The On the Mines series features images from the late 1960s of both white and black South African gold miners, in groups and individually, both inside and outside the mines. The images in the Some Afrikaners series, shot from 1961 to 1968, depict the everyday life of the white South Africans known as Afrikaners, and the environment in which they lived. Subjects include school, recreation, mealtimes, buildings, decorum and dress; there are group pictures as well as individual portraits.
Print sizes vary: there are 8x10 inch prints; uncropped work prints of custom sizes and shapes on paper no larger than approximately 12 1/2 x 12 1/2 inches; and prints mounted on 12 1/2 x 13 inch tan mat boards. Most have notes with printing instructions, with occasional captions on backs of prints or beneath prints on mat boards. Acquired as part of the Archive of Documentary Arts at Duke University.

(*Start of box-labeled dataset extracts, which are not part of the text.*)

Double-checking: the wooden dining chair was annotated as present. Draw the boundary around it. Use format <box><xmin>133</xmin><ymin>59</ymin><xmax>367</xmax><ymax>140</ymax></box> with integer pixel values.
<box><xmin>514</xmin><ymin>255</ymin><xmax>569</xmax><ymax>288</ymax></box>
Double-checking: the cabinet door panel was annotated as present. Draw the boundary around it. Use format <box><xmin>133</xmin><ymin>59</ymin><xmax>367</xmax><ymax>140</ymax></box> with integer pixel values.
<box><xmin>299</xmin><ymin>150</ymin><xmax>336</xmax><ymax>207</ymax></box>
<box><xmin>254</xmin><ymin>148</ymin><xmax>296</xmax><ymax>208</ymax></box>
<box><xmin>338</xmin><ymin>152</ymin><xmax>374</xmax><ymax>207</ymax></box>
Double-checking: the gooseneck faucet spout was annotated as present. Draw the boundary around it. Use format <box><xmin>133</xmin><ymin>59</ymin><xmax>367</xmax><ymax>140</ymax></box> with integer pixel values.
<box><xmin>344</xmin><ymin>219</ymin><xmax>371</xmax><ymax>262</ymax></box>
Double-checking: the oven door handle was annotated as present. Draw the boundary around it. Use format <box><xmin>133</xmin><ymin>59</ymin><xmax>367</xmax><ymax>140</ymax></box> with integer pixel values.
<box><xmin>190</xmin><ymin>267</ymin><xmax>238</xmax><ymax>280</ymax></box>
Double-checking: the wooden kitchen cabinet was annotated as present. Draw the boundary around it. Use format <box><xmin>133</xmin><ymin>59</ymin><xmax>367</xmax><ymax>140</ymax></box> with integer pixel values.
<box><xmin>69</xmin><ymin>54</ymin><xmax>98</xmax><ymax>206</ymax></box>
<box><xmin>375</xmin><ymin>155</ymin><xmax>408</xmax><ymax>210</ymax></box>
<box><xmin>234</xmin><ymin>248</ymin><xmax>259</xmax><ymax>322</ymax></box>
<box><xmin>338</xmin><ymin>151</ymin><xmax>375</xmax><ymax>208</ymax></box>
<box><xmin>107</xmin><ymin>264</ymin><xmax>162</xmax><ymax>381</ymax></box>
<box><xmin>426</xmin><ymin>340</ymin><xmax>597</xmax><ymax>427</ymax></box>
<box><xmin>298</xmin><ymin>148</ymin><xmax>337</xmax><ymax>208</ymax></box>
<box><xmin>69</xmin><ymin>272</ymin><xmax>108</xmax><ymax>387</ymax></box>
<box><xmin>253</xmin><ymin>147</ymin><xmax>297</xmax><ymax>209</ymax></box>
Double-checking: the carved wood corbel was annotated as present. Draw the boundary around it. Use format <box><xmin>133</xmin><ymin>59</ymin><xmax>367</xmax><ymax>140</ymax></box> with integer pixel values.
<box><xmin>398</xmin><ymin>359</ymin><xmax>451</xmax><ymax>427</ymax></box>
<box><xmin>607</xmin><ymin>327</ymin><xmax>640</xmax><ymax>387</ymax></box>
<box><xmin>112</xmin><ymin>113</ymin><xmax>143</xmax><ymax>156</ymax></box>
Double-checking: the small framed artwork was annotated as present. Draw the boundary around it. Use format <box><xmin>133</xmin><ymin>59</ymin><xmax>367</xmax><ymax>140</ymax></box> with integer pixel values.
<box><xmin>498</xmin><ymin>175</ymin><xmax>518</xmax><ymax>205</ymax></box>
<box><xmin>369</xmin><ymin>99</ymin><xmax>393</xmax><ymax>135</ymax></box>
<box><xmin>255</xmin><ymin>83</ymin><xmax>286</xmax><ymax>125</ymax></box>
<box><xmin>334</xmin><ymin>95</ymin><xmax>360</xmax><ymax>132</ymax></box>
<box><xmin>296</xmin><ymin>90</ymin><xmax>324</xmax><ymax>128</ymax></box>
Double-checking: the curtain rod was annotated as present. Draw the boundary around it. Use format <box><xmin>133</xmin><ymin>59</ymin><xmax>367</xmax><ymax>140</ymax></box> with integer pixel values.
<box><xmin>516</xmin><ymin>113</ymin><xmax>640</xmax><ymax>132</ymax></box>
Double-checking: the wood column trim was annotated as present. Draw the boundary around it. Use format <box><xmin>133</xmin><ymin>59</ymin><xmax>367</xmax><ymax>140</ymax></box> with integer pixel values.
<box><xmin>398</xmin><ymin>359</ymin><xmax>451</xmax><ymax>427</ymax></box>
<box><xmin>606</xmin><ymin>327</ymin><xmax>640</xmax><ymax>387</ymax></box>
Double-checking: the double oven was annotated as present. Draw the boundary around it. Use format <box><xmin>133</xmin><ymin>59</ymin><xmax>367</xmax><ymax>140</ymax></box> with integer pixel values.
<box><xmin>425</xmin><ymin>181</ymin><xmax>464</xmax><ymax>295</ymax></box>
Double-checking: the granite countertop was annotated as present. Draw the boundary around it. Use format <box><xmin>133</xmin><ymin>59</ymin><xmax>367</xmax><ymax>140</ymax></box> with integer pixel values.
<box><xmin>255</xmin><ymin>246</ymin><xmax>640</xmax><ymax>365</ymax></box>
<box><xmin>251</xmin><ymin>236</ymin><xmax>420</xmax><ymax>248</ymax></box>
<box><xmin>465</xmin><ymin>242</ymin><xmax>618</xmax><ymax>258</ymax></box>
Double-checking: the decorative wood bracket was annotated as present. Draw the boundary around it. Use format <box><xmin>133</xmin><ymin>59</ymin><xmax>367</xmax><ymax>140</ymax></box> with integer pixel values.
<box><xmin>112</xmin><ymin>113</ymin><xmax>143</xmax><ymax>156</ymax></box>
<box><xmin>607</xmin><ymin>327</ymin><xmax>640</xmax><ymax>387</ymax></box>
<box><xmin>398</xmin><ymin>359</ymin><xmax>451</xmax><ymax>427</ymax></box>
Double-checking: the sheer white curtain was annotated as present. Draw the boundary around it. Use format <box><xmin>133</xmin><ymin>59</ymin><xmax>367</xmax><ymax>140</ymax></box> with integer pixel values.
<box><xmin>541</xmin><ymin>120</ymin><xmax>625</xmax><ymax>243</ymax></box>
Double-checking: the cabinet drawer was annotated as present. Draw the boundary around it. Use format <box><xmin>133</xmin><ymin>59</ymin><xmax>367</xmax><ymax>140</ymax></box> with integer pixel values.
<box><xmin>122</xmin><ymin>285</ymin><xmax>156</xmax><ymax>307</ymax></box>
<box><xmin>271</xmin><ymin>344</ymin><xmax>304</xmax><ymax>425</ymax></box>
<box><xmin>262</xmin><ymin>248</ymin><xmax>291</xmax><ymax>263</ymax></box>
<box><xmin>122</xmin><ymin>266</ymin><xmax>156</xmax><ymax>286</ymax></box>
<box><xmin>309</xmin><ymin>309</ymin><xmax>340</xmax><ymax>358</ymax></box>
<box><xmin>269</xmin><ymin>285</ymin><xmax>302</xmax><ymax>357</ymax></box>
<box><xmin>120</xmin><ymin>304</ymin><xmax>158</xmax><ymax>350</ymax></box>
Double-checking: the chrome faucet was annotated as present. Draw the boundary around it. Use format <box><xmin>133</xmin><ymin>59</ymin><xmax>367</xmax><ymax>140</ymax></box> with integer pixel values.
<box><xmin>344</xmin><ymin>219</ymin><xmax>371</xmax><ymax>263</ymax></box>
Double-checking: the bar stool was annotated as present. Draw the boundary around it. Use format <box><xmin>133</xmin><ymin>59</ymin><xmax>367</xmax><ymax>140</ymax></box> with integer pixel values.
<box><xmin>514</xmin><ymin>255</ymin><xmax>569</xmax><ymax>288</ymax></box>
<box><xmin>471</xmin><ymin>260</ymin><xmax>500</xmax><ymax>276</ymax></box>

David Goldblatt was born November 29, 1930 in the South African city Randfontein of the province Gauteng. His photographic career began at age eighteen when he began taking pictures. With parents and grandparents who fled Lithuania around 1890 to escape from religious persecution against Jews, Goldblatt found himself simultaneously a part of white society that saw itself as superior, and an object of racial and religious oppression; this may explain in part the subjects of his images, which explore and document the complexities of a particular historical moment in South Africa. Goldblatt was drawn to the gold mines near his hometown, where he roamed as a child, and photographed these sites and the workers in black-and-white. In the 1990s he began to shoot in color to a greater extent, also including a few of his 1960s color photographs in his 2012 redesigned edition of On the Mines).
Besides contributing to many photographic exhibitions, Goldblatt has published many books and has produced films created from his still images. He has been recognized for his achievements in documenting South African life and society with the Hasselblad Award in 2006, the Cartier-Bresson Award in 2009, and the 2013 Lifetime Achievement Award from the International Center for Photography.